The windows of houses would glow with the light of Coleman lamps. The frost on those windows would make beautiful shimmering designs in the night. The community was such that you could hear laughter and talking as you walked by.

Passersby were always welcome to drop in, but would usually receive an invitation for tea or more if you were noticed. Some parties would seem to start spontaneously that way and before you knew it guitars would be playing and singers singing.

We seem to have lost that ability to have an open celebration where all were welcome. This upcoming holiday season always reminds me of “The Little Match Girl” by Hans Christian Andersen.

The Little Girl with the Matchsticks

It was New Year’s Eve, and a poor little girl was out on the cold streets selling matchsticks. She was hungry and freezing, with neither hat nor shoes. She was afraid to go home for her father would surely beat her as she had not sold any matchsticks that day.

In a nook between two buildings she tried to warm herself by lighting her matches. In the light of the first match she saw a hot iron stove. She then lit a second match and this time saw a fully laden dinner table with a cooked goose that came right toward her. It too disappeared as the match went out.

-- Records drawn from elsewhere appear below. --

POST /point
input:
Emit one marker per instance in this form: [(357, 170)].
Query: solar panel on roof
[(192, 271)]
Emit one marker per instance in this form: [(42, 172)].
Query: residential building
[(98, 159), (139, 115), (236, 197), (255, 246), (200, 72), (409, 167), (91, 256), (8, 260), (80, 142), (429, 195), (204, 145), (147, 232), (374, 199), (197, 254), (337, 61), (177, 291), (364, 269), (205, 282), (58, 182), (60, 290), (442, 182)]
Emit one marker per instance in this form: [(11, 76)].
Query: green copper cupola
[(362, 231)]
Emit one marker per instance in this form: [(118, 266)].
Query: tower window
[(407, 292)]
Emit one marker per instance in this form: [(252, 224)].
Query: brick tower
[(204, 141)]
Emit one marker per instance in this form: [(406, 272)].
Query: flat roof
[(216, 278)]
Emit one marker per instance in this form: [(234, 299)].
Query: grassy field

By the light of the third match she saw a beautiful Christmas tree lit with thousands of candles. The lights of the tree went higher and higher until she saw that they were the stars. One became a shooting star and she remembered her grandmother telling her that a shooting star means that a person has died and a soul gone to heaven.

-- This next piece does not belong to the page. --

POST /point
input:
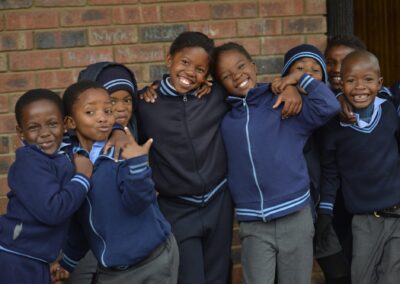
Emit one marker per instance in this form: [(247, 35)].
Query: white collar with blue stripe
[(364, 126)]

Upon lighting the next match she saw her grandmother, the only person who ever loved her. Hoping to keep her grandmother as long as possible, she quickly lit the whole bunch of matches. Her grandmother then lifted her in her arms and they flew with joy and glory higher and higher and there was no cold, no hunger, no fear – they were with God.

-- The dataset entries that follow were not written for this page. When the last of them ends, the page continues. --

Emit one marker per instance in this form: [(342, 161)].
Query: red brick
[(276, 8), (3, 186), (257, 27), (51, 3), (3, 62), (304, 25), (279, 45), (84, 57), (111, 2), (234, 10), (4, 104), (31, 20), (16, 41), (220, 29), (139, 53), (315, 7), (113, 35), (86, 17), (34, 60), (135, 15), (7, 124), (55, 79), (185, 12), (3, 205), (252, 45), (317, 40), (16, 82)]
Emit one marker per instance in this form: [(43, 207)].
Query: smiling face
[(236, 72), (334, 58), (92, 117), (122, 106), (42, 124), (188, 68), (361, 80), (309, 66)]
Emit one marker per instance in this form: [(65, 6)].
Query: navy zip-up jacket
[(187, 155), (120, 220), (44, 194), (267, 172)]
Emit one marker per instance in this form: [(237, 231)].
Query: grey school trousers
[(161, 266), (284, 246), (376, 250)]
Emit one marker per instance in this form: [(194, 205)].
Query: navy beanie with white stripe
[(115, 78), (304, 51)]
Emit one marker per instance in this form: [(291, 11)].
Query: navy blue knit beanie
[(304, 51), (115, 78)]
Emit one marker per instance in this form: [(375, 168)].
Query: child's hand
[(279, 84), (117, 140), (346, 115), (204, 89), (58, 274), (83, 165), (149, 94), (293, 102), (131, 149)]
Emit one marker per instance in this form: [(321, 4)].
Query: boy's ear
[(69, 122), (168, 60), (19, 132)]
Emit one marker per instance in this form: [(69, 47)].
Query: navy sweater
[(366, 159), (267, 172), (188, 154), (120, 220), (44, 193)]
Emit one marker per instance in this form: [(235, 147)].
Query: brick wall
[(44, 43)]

The next morning her body was found with a smile upon her lips, frozen to death and with a burned out bunch of matches. “She wanted to warm herself!” people said. No one knew what beauty she had seen or with what glory she had gone with her grandmother into a joyous new year.
Too many times we pass by those who are like the little match girl. This is why in some First Nations communities the holidays are known as suicide season. Not having enough food or gifts for your loved ones is hard. If you are abused in any way, a time when everyone else seems to be so happy can be so hard.

I ask that everyone share this season, not just the food banks and gifts but the joy – especially the joy, share it as much as you can. Give what you can and you will find an even greater joy in that. Trust me on this.

If you feel alone in your problems share them with someone. A burden shared is easier to carry. Let’s all have a great holiday together with no one left out.